Hello, Goodbye, and Everything in Between(29)
“It wasn’t exactly our finest moment,” Aidan says, turning to look at her. “I’m not sure it’s something you’ll want to remember.”
“I want to remember it all,” she says.
In the distance, the sound of a train whistle cuts through the night, and a half second later the bells on the signal lights begin to chime. When the train arrives with a rush of noise, coming to a clattering halt, they watch as a few people step off, then cross through the shadows of the streetlights to their cars.
“Do you ever imagine living here?” Aidan asks, tracking the train as it pulls away again, the red lights growing more distant. “Not like we do now. But the way our parents do. Coming home on the train after work, making dinner, having a house and a yard and all that stuff. Gardening on the weekends.”
“Gardening?”
“Well, raking leaves, maybe.”
She shakes her head. “You know that’s not—”
“I know,” he says, holding up his hands. “You’re gonna be off doing something brilliant. You’ll be some kind of lawyer or banker or journalist, with this crazy apartment in a big city. You’re gonna take over the world. But after that…”
“After I take over the world?” she says with a smile. “I might be kind of tired after that.”
“You know what I mean.”
She lifts her shoulders. “You don’t want that, either. Not really.”
“You’re the one with all the potential. What else do I have to do?”
“Besides gardening?”
He rolls his eyes. “Seriously. I love playing lacrosse. And I’m psyched that I get to do it for four more years. But let’s be honest. It’s not a career.”
“You never know. You said there’s a sports-management program at UCLA, right? That sounds up your alley.”
“Yeah, but it’s just a summer thing, not a real major,” he says. “Besides, who knows if I could even get in.…”

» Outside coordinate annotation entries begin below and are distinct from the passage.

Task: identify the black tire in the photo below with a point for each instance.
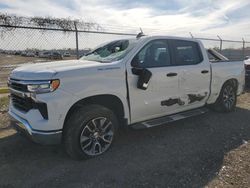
(88, 127)
(227, 99)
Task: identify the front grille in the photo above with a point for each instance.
(17, 86)
(23, 104)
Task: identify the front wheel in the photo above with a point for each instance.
(90, 131)
(227, 99)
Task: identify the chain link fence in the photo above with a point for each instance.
(23, 44)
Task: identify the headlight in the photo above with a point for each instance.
(43, 86)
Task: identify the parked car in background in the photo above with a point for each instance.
(66, 54)
(23, 53)
(55, 55)
(43, 54)
(139, 83)
(30, 54)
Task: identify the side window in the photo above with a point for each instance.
(186, 52)
(154, 54)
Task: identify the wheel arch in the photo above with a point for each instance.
(109, 101)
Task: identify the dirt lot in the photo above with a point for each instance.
(206, 151)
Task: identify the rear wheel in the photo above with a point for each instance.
(227, 99)
(90, 131)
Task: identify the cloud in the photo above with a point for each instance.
(175, 17)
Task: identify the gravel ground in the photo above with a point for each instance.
(206, 151)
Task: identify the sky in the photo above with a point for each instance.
(230, 19)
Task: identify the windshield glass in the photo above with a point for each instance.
(112, 51)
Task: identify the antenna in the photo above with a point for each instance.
(139, 35)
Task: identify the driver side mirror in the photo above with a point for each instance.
(135, 62)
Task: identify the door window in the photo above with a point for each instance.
(154, 54)
(186, 52)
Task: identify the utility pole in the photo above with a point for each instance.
(77, 49)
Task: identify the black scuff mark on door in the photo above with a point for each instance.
(171, 102)
(196, 97)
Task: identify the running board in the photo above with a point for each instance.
(169, 118)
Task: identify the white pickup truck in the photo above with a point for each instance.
(138, 83)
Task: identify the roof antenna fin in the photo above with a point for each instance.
(139, 35)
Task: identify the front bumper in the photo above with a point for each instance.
(41, 137)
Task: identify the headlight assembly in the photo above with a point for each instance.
(43, 86)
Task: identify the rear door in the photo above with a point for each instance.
(194, 79)
(154, 98)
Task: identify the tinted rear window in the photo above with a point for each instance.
(186, 52)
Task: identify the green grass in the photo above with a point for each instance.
(4, 103)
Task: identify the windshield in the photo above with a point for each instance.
(112, 51)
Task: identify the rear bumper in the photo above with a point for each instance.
(41, 137)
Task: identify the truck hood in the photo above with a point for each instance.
(45, 71)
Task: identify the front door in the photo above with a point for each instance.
(158, 95)
(194, 79)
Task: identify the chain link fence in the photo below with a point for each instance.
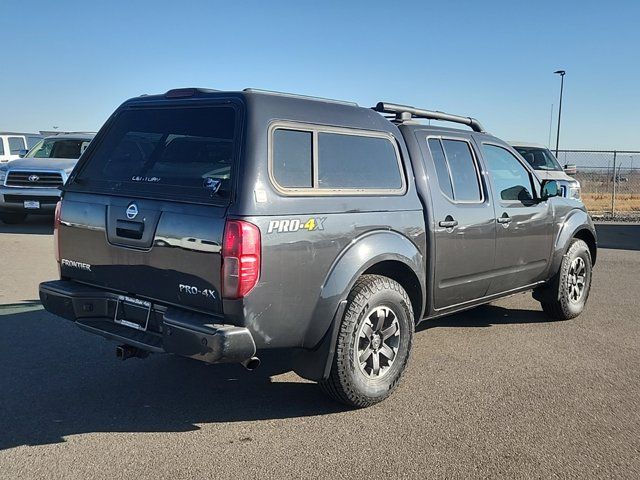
(610, 181)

“You could,” she says firmly, but he shakes his head.
“I’m not you.”
“I don’t exactly have a career picked out, either,” Clare points out. “I have no idea what I want to do. I spent the last four years trying to get into college. I never really thought about what would come after that. I can’t even decide on a major.”

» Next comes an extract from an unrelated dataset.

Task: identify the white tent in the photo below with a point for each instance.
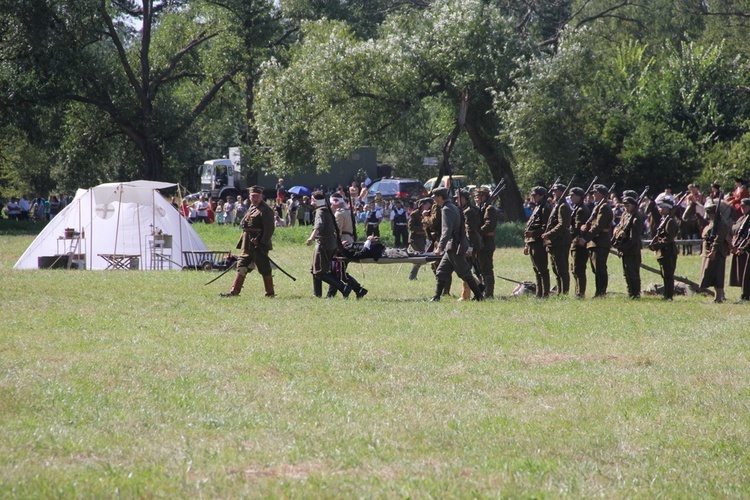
(125, 224)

Aidan rolls his eyes. “Who has a major picked out before they even set foot on campus? You’re putting way too much pressure on yourself. It’s totally normal not to know what you want to do with the rest of your life.”
“Yeah, but I don’t want to be normal. I want to know where I’m going.”
“Maybe it’s okay to be a little lost,” he says, and even in the dark, she can see his eyes, round as the moon and focused entirely on her. “Especially when it’s you.”
“What does that mean?”
He shrugs. “Just that you can do anything. And you will. You’ve got all the time in the world to figure it out. But me?” He sweeps an arm out across the town, the quiet shops and the empty streets. “Honestly, this kind of thing is probably more my speed. And I’m okay with that. Maybe I’ll coach.” He holds up a half-eaten chocolate bar. “Or I’ll open a candy shop. Or garden. I could always sell gardening tools.”
Clare tries to imagine it: a future here in this town, the same place where she grew up. But it’s too hard to stretch her mind that far; there are so many things still to come before all that. Right now, the world feels huge and full of possibility, and if she ever returns to this tiny corner of it, she knows it will have to be after she’s collected a whole slew of stories and memories and other experiences to bring back with her.
She reaches for Aidan’s hand. “You’re gonna do great things, too,” she tells him. “You just don’t know what they are yet.”
He doesn’t say anything, but his fingers close around hers, and Clare’s heart sinks. Because right here—right now—it seems like an impossible thing: being with someone for any great length of time. It’s crazy enough to imagine that what you look for in a person at seventeen might be the same at eighteen and nineteen and twenty. But to imagine you might be with the same person at seventeen as at twenty-seven—and then thirty-seven and forty-seven—seems like a leap of faith that borders on insane.
“So what’s next then?” Aidan asks, and Clare takes a deep breath.
“I don’t know,” she says, looking over at him. “Maybe we shouldn’t worry so much about the future. It’s not like there’s any way to tell what’s gonna happen that far down the road. We could end up almost anywhere.…” She pauses, considering her next words carefully. “But the one thing we know for sure is where we’re gonna end up tomorrow. I’m going to New Hampshire and you’re going to California. For four whole years. And whether we like it or not, we have to figure out what to do about that.”
Aidan is watching her with a slightly bewildered expression. “I only meant…” he says, then gives his head a little shake. “I meant what’s next on the list.”
“Oh,” Clare says, her face going hot. “Yeah. The list.”
“But you’re right,” he says. “I know you’re right. We need to figure this out.”